I’m considering to use Bokeh for some of our more complex visualizations within a non-Python web application. What I understand is that there are 2 options for embedding:
standalone documents
Bokeh applications running on a Bokeh Server
I think I like Bokeh Server most because, as far as I understand, in that case our Python data scientists can also build in Bokeh the interactions to query the data. But I wonder if it also meets our other requirements:
it’s important that access is restricted to authenticated users, these users are allowed to see only their own data, so we need a mechanism to pass through authorized access. Authorization within our platform is enforce by OpenID JWT tokens. For me it’s not clear how to realize authorization in combination with Bokeh server websocket sessions. Is this were bokeh.client is for?
Bokeh Server serves documents for every client, the source data for our Bokeh app is around 100MB, what does this mean for our resources when we have, for instance, between 100 and 500 concurrent users?
Any help or hints to make a good choice between Bokeh server and stand alone documents is highly appreciated!
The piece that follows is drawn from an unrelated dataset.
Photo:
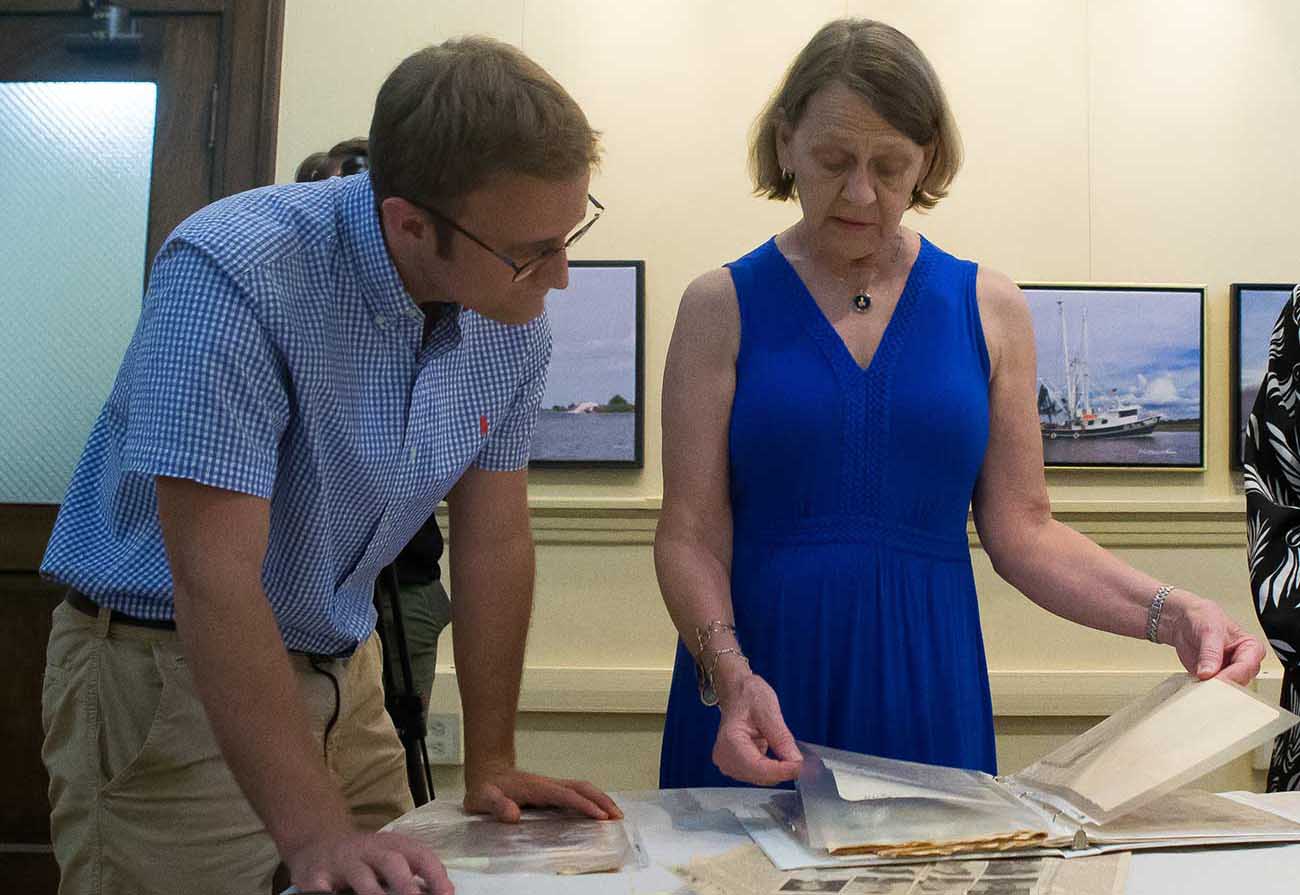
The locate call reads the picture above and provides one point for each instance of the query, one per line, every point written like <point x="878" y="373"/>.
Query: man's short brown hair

No idea how to work with JWT here, but for the generic case of regular sessions and a cookie with a session ID, I would generate a Bokeh session ID on the backend when a user is authenticated and save this ID in a cookie and somewhere on the backend. On the frontend, I’d call add_document_from_session with that session ID. Then, the backend could access that session ID via an instance of the Document and check the user’s authorization against it.
A relevant bokeh serve option, if you want to research this further:
--session-ids MODE One of: unsigned, signed or external-signed
Data size
Well, it doesn’t matter what you use if you really send out a 100MB document to each user. You will have problems with both standalone and served documents if you have 100-500 concurrent users.
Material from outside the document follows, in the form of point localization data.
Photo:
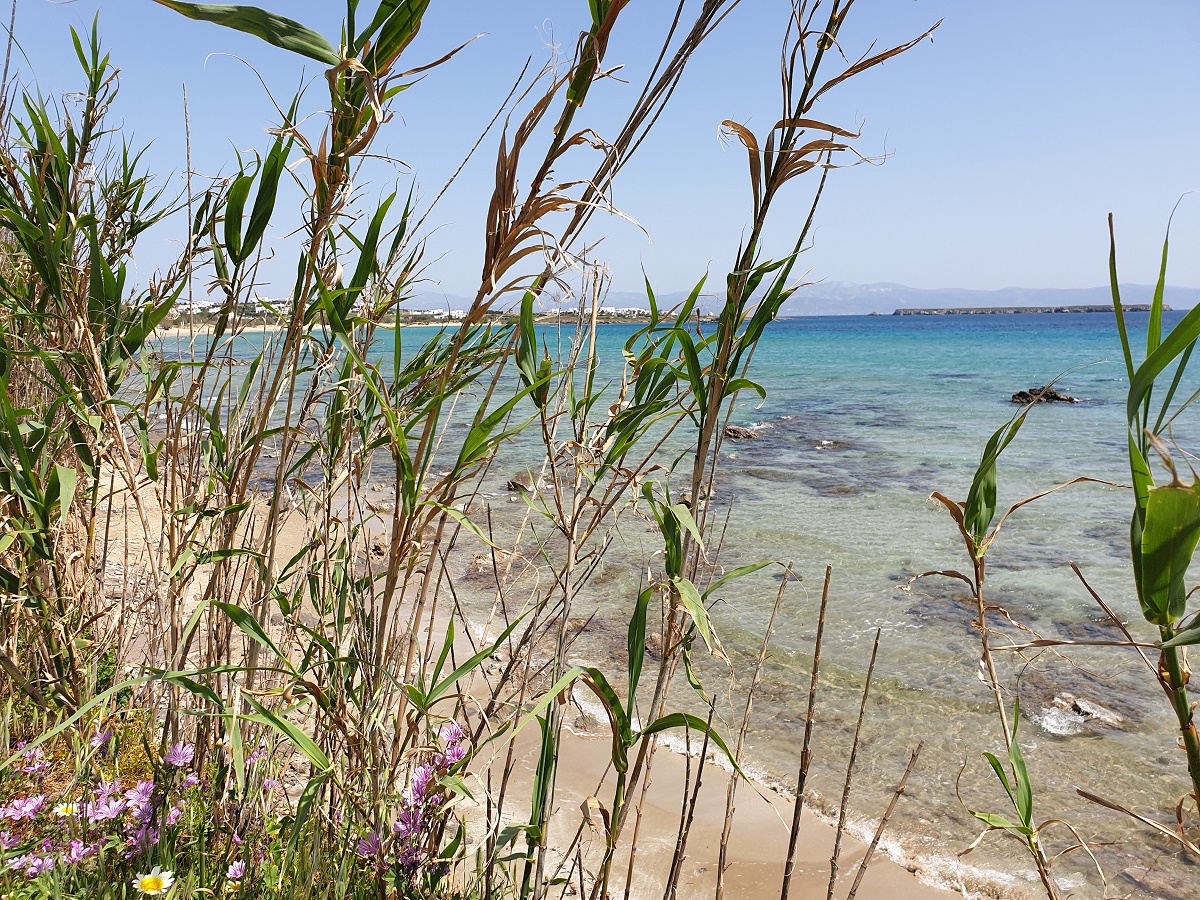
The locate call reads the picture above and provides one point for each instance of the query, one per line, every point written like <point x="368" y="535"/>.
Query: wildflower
<point x="142" y="793"/>
<point x="101" y="739"/>
<point x="180" y="755"/>
<point x="35" y="761"/>
<point x="34" y="865"/>
<point x="78" y="851"/>
<point x="370" y="847"/>
<point x="409" y="822"/>
<point x="156" y="881"/>
<point x="24" y="808"/>
<point x="419" y="783"/>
But do you really send that much data? I understand if you have that much data. But Bokeh doesn’t send it all if you don’t give it all to it.
If you really do that, how does your UI look? How responsive is it?
Unfortunately things really always come down to specifics. I’ll try to offer a few comments, though.
Auth
bokeh.client is a way for Bokeh server sessions to be connected to or initiated from a Python process, as opposed to being initiated by an HTTP connection from a browser. This can be useful for auth in the context of embedding a Bokeh app in another (e.g. Flask) web app. The Flask process and the Bokeh server process share a secret. The Bokeh server can be configured to only open sessions for session ids signed with the secret. Since only the Flask app has the secret, only the Flask app can successfully create and embed sessions. You can put the Flask code behind whatever Flask auth scheme you need/want.
A newer option, if you just want to run a Bokeh server by itself, is “auth hooks”. These allow you to accept/reject incoming HTTP(s) requests to the Bokeh server. Here is a simple example using a basic bearer auth header:
In practice you’d want to implement something more robust, e.g.OAuth, etc. The auth hooks give you the place to do that.
That said, you could also use the auth hooks in conjunction with a Flask embed too, and in fact the auth hooks are probably exactly where you would want to intercept an inspect a JWT token. But in this case you could potentially use the simpler server_document I think, instead of having to create a manual session with bokeh.client and embed it with server_session. (Some exploration around this might be needed)
Also to note tangentially: Bokeh 2.0 is coming out soon and there are some notable improvements you will probably want:
SRI hashes for loading CDN resources
better support for making headers/cookies directly available to app code
Bokeh’s will use internal JWT tokens for authorizing the websocket connection
these can be be signed, like session ids
can have an expiry
will not be sent via query arguments (so won’t end up in logs)
Data
Do you mean all clients need read-access to the same 100mb data store? Do they all need all of it all the time? Or they all need access to different parts? Or do you mean each client has potentially its own unique 100mb data set? There’s lots of possibilities and details matter here.
@Bryan we (Mathijs and I are colleagues) are considering implementing a temporary solution, aiming to use the JWT functionality in 2.0 for the final release. Could you give any indication what ‘soon’ would be? Looking at GH, I see the milestone is 95% completed, with 7 open issues. E.g. ‘anytime this year’ would already give us some guidance as to guidance. Of course no strings attached, open source being best effort and all. Will have a look whether I could pick up one of the open tickets myself (if it’s not out of my league skills-wise).